The Politics of the Impeachment

author
Dr. Louis Perron
blog post louis

Nancy Pelosi, Speaker of the House, has started a formal impeachment inquiry. This happened after Pelosi has long been rather cool on the impeachment question. Some new, leftist congressmen get a lot of attention in the media, but say for example, Alexandria Ocasio-Cortez is in a safely Democratic district. However, there are 32 Democratic Congressmen who, in 2018, got elected in districts that Trump had carried two years earlier. They are crucial for the Democratic majority in Congress and for Pelosi’s Speakership – and they were against impeachment. The argument was: Impeachment is dead on arrival in the Senate, it might further divide an already highly polarized nation, it might mobilize Trump’s base and cost Democrats the majority in the House. Just as a reminder: Bill Clinton’s personal approval rating was rarely higher than on the day that the Republican majority in the House voted to impeach him.

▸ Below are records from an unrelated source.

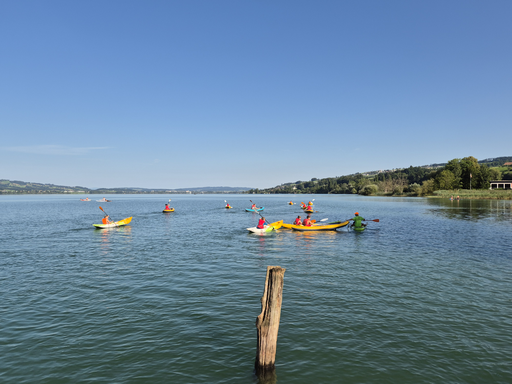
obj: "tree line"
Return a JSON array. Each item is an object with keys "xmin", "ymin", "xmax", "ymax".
[{"xmin": 248, "ymin": 156, "xmax": 512, "ymax": 196}]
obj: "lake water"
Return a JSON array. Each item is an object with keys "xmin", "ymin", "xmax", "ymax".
[{"xmin": 0, "ymin": 195, "xmax": 512, "ymax": 383}]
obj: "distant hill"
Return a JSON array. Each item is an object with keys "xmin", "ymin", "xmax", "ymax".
[
  {"xmin": 247, "ymin": 156, "xmax": 512, "ymax": 195},
  {"xmin": 0, "ymin": 179, "xmax": 251, "ymax": 195}
]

This has all changed last week after the phone call between Donald Trump and Ukrainian President Volodymyr Zelensky became public. In the American presidential system, parliament can’t overthrow the government with a vote of no confidence (like it is the case in most European countries). Impeachment is for high crimes, so for legal reasons, but of course the process today is highly political as well.

A simple majority is needed in the House of Representatives to impeach the President. This seems likely to happen at this point in time. Even some of the moderate Democrats mentioned above seem at least open to impeachment now. The case then moves to the Senate, where a majority of two thirds will be needed to remove the president from office. Republicans control the Senate so it would take a significant break in the ranks in the Republican party. This doesn’t look likely to happen at this point in time, but pressure on Republicans, especially moderate Republicans in swing states, will rise. Outside groups are already running tv ads. So far, Republicans are pretty much sticking to the party’s talking points, which is that there was no “quid pro quo”, meaning that Trump didn’t explicitly use the withholding of the funds for Ukraine to pressure President Zelensky. Maybe that can indeed never be proven, but still, Trump in his own words is admitting that he asked Zelensky to dig up dirt on a political opponent, and calls it a perfect call. Once the case moves to the Senate, the spotlight will be on the Republicans who will have to answer if this really is ok behavior for President Trump – and any future president for that matter.

It will be interesting to see how things will evolve from now on when new evidence will eventually come out and we get a clearer picture of how the public sees impeachment. According to first polls, the American electorate seems evenly split on the question. While Trump looks unlikely to be removed from office at this point in time, it sure makes him more dependent on Republicans in Congress. The most important person for Trump is now pretty much Mitch McConnell, the Republican leader in the Senate. While Trump as a businessman is used to giving orders, it’s now actually the other way around. McConnell can tell the president what he would like to get for ensuring Trump’s survival.

A direct match up and battle in the media with President Trump is, in principle, good for any Democrat. The same is true for Joe Biden in the short run. But the next weeks and months will likely raise some uncomfortable questions on the business dealings of the family around the former Vice President.

I’m afraid that the impeachment is also not the best of news for the 20 or so Democratic Presidential candidates who seek media coverage, funds and activists. Attention is a zero-sum game and for the next weeks, everybody will talk about impeachment and Trump. Elizabeth Warren, Bernie Sanders, Kamela Harris and the others will sure be asked about their opinions, but the action and the spotlight will be in Congress.